Up Close: Kate White
Lucky 13 for Former Cosmo Boss-Turned Suspense Author
By Dawn Ius
Thirteen may not be a number routinely associated with luck, but for New York Times bestselling author Kate White, the number has significant meaning—SUCH A PERFECT WIFE represents White’s 13th published novel, and number eight in her suspenseful series featuring intrepid crime journalist Bailey Weggins.
For the former Cosmopolitan editor—whose time at the reins led the magazine to consistent #1 sales on the newsstands—she’s grateful for the opportunity to continue following this new career passion.
“When I finished my first book, it seemed miraculous that I could actually have cranked out 90,000 words, and it still seems miraculous each time I finish a new book,” she says. “But most of all I feel lucky to be writing full time and not going into an office every day. I loved my Cosmo years, but this is really orgasmic.”
Luck certainly plays a part, but White’s skill is evident in each novel, with SUCH A PERFECT WIFE primed for bestseller status. In it, Weggins is thrust into the murder investigation of a young woman who goes missing—and is subsequently murdered—while out for an early morning jog. Fresh in her new role as a reporter for the hot new online magazine Crime Beats, Weggins soon discovers that there are more facets to the case than she first thought. A serial killer is on the loose, and the danger to herself, and potentially other women, is palpable.

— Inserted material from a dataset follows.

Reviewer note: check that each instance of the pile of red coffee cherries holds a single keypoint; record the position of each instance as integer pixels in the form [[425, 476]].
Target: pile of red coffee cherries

The stakes are high for Weggins, which adds to the suspense, but it’s White’s command of the craft that truly raises the stakes. Tight prose, powerful chapter beginnings, and cliffhanger endings—these are the skills that took root at an early age when, like many women writing suspense today, White spent hours devouring Nancy Drew books.
Weggins fits neatly into that gutsy female mold, presenting on the page as a competent, confident reporter—despite being somewhat squeamish about talking to victims, and her fierce tenacity to get ahead in her career, sometimes to her detriment. While she’s good at taking a step back and analyzing the specifics of a case, White says Weggins sometimes forgets to take a look at the bigger picture.
White can relate. While running Cosmopolitan, she says she often reserved an hour at the end of each week to close her office door and “plan” her next steps, advice she’d pass on to her prickly protagonist if she thought it would make an impact.
Weggins would be wise to listen—doling out career advice is another of White’s specialties. In addition to writing her bestselling manifesto for success—The Gutsy Girl Handbook—White is often a featured keynote speaker at networking and business meetings, and her articles on the power of being “fearless” are widely published. Perhaps it’s not so miraculous that White has 13 novels to her credit, but rather that she’s been able to carve out the time from her busy schedule to write them. To do so, White adheres to a semi-strict routine.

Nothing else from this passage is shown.